In 2012, The American Affluence Research Center (AARC) surveyed 522 affluent men and women. The average household income of those surveyed was $304,000. Average net worth was $3.1 million, and the average value of their primary residence was $1.8 million. The survey revealed that the most desired quality of any luxury purchase was exclusivity. Those surveyed indicated they expected to remain loyal to brands offering exclusive luxury.

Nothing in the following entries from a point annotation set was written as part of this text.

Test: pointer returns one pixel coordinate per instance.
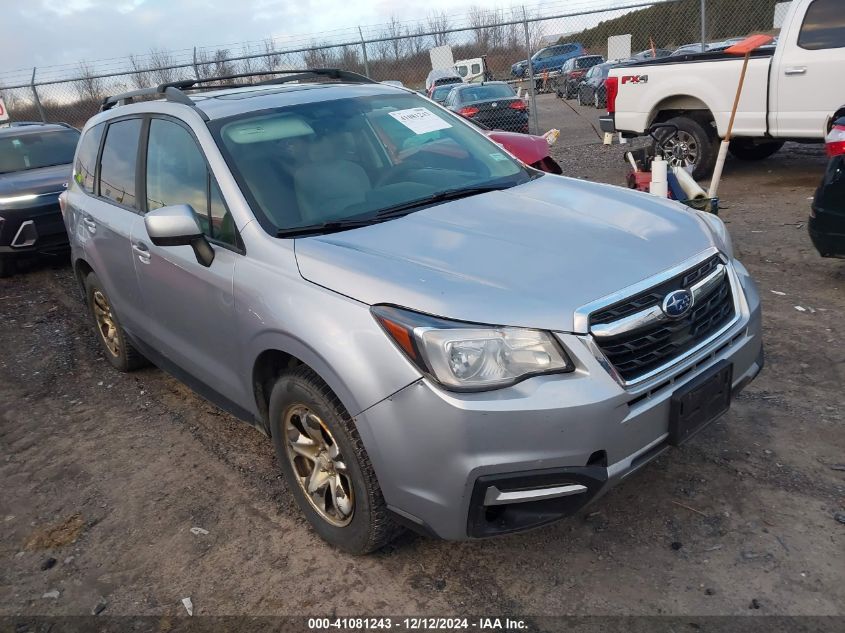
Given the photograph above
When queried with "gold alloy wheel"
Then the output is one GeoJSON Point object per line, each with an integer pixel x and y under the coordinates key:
{"type": "Point", "coordinates": [318, 465]}
{"type": "Point", "coordinates": [105, 323]}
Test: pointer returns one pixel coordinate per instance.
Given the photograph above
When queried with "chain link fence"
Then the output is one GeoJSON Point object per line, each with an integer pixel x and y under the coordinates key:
{"type": "Point", "coordinates": [491, 44]}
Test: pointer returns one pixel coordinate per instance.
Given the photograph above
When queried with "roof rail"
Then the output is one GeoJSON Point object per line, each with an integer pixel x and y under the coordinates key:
{"type": "Point", "coordinates": [28, 123]}
{"type": "Point", "coordinates": [174, 90]}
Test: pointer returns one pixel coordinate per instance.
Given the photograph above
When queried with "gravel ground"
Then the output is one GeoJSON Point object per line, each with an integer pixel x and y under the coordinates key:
{"type": "Point", "coordinates": [104, 474]}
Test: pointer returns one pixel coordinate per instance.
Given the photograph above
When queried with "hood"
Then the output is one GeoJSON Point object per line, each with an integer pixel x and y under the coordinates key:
{"type": "Point", "coordinates": [37, 181]}
{"type": "Point", "coordinates": [526, 147]}
{"type": "Point", "coordinates": [527, 256]}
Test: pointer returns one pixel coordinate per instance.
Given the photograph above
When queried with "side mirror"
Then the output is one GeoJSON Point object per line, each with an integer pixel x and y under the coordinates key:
{"type": "Point", "coordinates": [176, 225]}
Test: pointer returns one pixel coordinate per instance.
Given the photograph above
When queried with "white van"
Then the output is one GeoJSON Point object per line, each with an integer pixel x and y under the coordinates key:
{"type": "Point", "coordinates": [471, 70]}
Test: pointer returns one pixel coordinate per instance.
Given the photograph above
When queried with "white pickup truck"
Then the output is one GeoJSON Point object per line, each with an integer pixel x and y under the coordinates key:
{"type": "Point", "coordinates": [792, 91]}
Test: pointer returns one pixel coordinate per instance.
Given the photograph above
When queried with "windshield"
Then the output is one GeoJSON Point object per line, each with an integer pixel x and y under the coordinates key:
{"type": "Point", "coordinates": [32, 150]}
{"type": "Point", "coordinates": [352, 159]}
{"type": "Point", "coordinates": [485, 92]}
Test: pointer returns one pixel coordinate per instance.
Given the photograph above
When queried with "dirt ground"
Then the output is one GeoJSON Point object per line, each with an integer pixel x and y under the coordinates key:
{"type": "Point", "coordinates": [103, 475]}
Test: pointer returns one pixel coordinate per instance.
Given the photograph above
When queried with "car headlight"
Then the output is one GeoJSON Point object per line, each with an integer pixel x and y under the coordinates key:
{"type": "Point", "coordinates": [719, 231]}
{"type": "Point", "coordinates": [471, 357]}
{"type": "Point", "coordinates": [23, 198]}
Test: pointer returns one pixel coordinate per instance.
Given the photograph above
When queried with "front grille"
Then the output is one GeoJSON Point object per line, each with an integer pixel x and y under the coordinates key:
{"type": "Point", "coordinates": [638, 352]}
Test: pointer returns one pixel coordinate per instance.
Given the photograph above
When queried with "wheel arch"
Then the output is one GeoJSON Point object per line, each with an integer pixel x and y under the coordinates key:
{"type": "Point", "coordinates": [275, 354]}
{"type": "Point", "coordinates": [836, 115]}
{"type": "Point", "coordinates": [81, 270]}
{"type": "Point", "coordinates": [682, 105]}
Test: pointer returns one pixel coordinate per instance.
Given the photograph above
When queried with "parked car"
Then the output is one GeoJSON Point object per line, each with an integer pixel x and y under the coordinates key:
{"type": "Point", "coordinates": [566, 84]}
{"type": "Point", "coordinates": [550, 58]}
{"type": "Point", "coordinates": [35, 163]}
{"type": "Point", "coordinates": [827, 217]}
{"type": "Point", "coordinates": [531, 149]}
{"type": "Point", "coordinates": [493, 104]}
{"type": "Point", "coordinates": [591, 90]}
{"type": "Point", "coordinates": [788, 92]}
{"type": "Point", "coordinates": [439, 93]}
{"type": "Point", "coordinates": [432, 334]}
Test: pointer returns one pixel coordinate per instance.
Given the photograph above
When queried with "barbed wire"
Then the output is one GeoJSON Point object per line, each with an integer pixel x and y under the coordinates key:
{"type": "Point", "coordinates": [371, 33]}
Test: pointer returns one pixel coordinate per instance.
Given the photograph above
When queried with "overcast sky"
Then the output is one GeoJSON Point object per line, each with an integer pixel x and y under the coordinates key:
{"type": "Point", "coordinates": [47, 32]}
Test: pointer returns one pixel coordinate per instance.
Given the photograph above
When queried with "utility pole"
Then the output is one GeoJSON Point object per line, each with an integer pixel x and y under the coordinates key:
{"type": "Point", "coordinates": [531, 87]}
{"type": "Point", "coordinates": [364, 51]}
{"type": "Point", "coordinates": [37, 100]}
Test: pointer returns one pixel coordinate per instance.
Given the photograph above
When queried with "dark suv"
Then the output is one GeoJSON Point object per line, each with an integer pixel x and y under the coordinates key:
{"type": "Point", "coordinates": [573, 72]}
{"type": "Point", "coordinates": [35, 165]}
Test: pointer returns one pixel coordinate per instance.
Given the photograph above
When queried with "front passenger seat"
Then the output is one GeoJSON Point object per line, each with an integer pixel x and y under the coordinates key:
{"type": "Point", "coordinates": [327, 186]}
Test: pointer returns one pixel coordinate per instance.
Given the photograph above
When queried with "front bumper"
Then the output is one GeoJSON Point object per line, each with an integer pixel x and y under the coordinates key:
{"type": "Point", "coordinates": [438, 455]}
{"type": "Point", "coordinates": [32, 230]}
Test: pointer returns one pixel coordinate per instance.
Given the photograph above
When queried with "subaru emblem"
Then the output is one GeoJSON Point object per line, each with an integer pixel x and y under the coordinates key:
{"type": "Point", "coordinates": [677, 304]}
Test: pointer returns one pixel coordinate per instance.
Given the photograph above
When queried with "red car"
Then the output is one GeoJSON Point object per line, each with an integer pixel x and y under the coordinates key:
{"type": "Point", "coordinates": [530, 149]}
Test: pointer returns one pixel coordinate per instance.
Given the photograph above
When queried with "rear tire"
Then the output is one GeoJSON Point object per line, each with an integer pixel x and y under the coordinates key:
{"type": "Point", "coordinates": [318, 445]}
{"type": "Point", "coordinates": [113, 340]}
{"type": "Point", "coordinates": [697, 148]}
{"type": "Point", "coordinates": [8, 267]}
{"type": "Point", "coordinates": [747, 149]}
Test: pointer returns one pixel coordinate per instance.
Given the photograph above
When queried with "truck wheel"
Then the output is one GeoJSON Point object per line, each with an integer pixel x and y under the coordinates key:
{"type": "Point", "coordinates": [8, 267]}
{"type": "Point", "coordinates": [326, 466]}
{"type": "Point", "coordinates": [747, 149]}
{"type": "Point", "coordinates": [116, 346]}
{"type": "Point", "coordinates": [694, 148]}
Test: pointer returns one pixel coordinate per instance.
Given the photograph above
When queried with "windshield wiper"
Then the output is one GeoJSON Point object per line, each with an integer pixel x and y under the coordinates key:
{"type": "Point", "coordinates": [388, 212]}
{"type": "Point", "coordinates": [324, 227]}
{"type": "Point", "coordinates": [442, 196]}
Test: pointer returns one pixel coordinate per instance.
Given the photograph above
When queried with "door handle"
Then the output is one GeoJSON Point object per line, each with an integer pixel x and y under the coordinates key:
{"type": "Point", "coordinates": [89, 224]}
{"type": "Point", "coordinates": [142, 251]}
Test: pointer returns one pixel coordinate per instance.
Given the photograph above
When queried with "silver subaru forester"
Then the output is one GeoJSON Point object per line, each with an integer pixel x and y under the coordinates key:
{"type": "Point", "coordinates": [434, 335]}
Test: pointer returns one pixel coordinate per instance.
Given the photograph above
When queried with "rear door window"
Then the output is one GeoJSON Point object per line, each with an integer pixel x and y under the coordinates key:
{"type": "Point", "coordinates": [86, 158]}
{"type": "Point", "coordinates": [824, 26]}
{"type": "Point", "coordinates": [117, 165]}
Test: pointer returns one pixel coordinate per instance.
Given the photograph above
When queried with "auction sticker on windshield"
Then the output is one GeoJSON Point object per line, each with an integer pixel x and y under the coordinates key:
{"type": "Point", "coordinates": [420, 120]}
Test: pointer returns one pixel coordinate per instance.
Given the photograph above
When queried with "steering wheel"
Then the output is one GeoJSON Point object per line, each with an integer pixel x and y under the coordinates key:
{"type": "Point", "coordinates": [394, 174]}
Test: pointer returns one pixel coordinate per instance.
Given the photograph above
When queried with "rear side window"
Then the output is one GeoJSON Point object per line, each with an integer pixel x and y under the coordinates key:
{"type": "Point", "coordinates": [824, 26]}
{"type": "Point", "coordinates": [86, 158]}
{"type": "Point", "coordinates": [117, 165]}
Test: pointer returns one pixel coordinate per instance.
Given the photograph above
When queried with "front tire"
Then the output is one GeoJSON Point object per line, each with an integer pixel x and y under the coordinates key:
{"type": "Point", "coordinates": [747, 149]}
{"type": "Point", "coordinates": [326, 466]}
{"type": "Point", "coordinates": [113, 340]}
{"type": "Point", "coordinates": [694, 148]}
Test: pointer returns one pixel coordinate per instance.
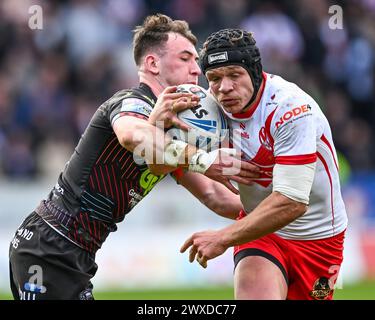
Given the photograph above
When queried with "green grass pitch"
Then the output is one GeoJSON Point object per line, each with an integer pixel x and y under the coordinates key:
{"type": "Point", "coordinates": [361, 291]}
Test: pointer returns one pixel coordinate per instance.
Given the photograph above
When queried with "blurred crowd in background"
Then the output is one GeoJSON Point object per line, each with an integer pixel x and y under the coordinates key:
{"type": "Point", "coordinates": [52, 80]}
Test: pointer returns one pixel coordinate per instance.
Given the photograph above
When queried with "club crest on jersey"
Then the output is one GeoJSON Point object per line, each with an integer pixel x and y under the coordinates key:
{"type": "Point", "coordinates": [322, 289]}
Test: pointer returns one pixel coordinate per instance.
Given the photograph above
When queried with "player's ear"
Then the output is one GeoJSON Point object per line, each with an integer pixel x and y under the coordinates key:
{"type": "Point", "coordinates": [152, 64]}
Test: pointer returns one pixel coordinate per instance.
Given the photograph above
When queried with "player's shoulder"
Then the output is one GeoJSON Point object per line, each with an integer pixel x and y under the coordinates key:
{"type": "Point", "coordinates": [136, 100]}
{"type": "Point", "coordinates": [291, 104]}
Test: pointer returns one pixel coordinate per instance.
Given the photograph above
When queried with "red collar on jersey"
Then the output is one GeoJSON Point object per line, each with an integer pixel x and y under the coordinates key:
{"type": "Point", "coordinates": [249, 113]}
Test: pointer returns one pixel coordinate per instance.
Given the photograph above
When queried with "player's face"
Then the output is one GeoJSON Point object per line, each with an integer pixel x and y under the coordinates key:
{"type": "Point", "coordinates": [179, 63]}
{"type": "Point", "coordinates": [232, 87]}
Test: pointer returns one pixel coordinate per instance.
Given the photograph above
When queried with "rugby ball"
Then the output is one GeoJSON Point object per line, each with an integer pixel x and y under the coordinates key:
{"type": "Point", "coordinates": [207, 122]}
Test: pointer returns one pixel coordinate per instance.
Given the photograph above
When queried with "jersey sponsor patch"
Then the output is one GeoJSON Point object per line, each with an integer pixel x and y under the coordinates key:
{"type": "Point", "coordinates": [136, 105]}
{"type": "Point", "coordinates": [294, 114]}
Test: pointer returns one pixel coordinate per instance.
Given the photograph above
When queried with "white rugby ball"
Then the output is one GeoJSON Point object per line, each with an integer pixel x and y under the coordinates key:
{"type": "Point", "coordinates": [207, 121]}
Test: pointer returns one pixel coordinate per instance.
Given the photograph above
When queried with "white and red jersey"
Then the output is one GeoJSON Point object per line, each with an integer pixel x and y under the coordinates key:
{"type": "Point", "coordinates": [288, 127]}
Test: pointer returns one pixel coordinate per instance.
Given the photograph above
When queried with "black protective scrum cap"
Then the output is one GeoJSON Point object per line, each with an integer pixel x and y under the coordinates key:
{"type": "Point", "coordinates": [233, 47]}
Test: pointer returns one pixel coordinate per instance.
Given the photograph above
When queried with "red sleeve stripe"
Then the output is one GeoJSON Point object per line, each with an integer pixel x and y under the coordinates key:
{"type": "Point", "coordinates": [300, 159]}
{"type": "Point", "coordinates": [325, 140]}
{"type": "Point", "coordinates": [178, 173]}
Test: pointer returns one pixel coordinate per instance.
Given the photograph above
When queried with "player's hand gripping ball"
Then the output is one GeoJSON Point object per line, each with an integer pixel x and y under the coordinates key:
{"type": "Point", "coordinates": [207, 121]}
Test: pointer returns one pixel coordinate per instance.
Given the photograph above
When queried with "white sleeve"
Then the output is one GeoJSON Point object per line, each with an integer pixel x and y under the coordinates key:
{"type": "Point", "coordinates": [294, 131]}
{"type": "Point", "coordinates": [294, 181]}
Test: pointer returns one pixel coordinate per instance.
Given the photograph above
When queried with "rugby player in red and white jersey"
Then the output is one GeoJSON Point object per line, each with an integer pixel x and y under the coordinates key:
{"type": "Point", "coordinates": [288, 242]}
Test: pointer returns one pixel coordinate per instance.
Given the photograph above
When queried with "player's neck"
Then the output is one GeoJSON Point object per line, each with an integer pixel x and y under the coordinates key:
{"type": "Point", "coordinates": [255, 103]}
{"type": "Point", "coordinates": [153, 82]}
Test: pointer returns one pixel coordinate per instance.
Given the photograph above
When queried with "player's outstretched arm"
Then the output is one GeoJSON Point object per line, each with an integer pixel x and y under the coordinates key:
{"type": "Point", "coordinates": [272, 214]}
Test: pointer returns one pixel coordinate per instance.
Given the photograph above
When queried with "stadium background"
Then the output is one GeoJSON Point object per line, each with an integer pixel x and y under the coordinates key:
{"type": "Point", "coordinates": [52, 80]}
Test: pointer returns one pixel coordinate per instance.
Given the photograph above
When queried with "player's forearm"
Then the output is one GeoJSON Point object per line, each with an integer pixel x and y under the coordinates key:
{"type": "Point", "coordinates": [148, 142]}
{"type": "Point", "coordinates": [272, 214]}
{"type": "Point", "coordinates": [223, 202]}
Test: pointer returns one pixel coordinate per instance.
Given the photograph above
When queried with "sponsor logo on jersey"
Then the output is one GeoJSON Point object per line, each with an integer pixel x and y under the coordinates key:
{"type": "Point", "coordinates": [322, 289]}
{"type": "Point", "coordinates": [198, 92]}
{"type": "Point", "coordinates": [218, 57]}
{"type": "Point", "coordinates": [207, 125]}
{"type": "Point", "coordinates": [291, 114]}
{"type": "Point", "coordinates": [136, 105]}
{"type": "Point", "coordinates": [264, 139]}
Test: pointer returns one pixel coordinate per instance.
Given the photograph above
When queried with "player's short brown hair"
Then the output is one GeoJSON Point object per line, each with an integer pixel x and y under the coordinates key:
{"type": "Point", "coordinates": [153, 34]}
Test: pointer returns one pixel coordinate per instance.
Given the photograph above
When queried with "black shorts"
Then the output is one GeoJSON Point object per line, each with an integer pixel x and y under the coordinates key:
{"type": "Point", "coordinates": [44, 265]}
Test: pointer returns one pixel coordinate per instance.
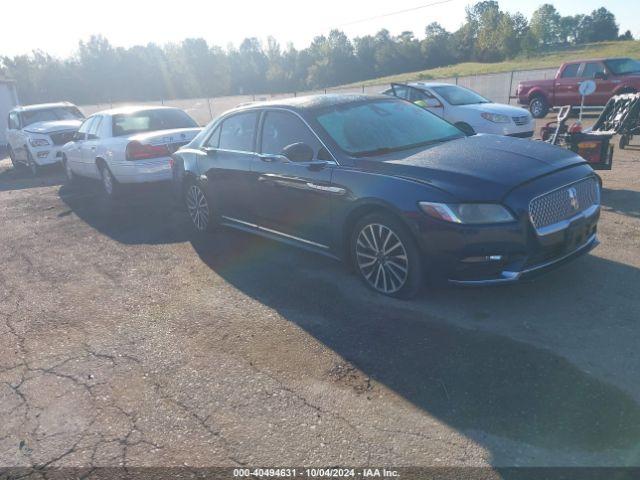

Tiffany & Co. agreed with AARC’s survey results. The company’s marketing plans revolve around the concept of exclusivity. In fact, that’s what Tiffany & Co. sell, privileged exclusivity. Only instead of calling it exclusivity, they call it “statement jewelry.” As part of the experience of buying a precious stone, in 2006 Tiffany started offering to take clients to a diamond mine. After watching the diamond being cut out of volcanic rock, the client chaperones the stone home, where the client actually helps decide how the diamond will be cut. The cutting or shaping of the stone takes place in Canada or Belgium. From there, the client travels with the diamond to Tiffany’s headquarters in New York City, where experts create a one-off design for the stone. Depending on the size of the stone, it could be used in a necklace, tiara, pendant, etc.
The affluent customer’s entire experience at Tiffany revolves around the feeling of exclusivity. It is the thrust of Tiffany’s marketing. And the same concept can be adopted by any company marketing luxury products to their customers.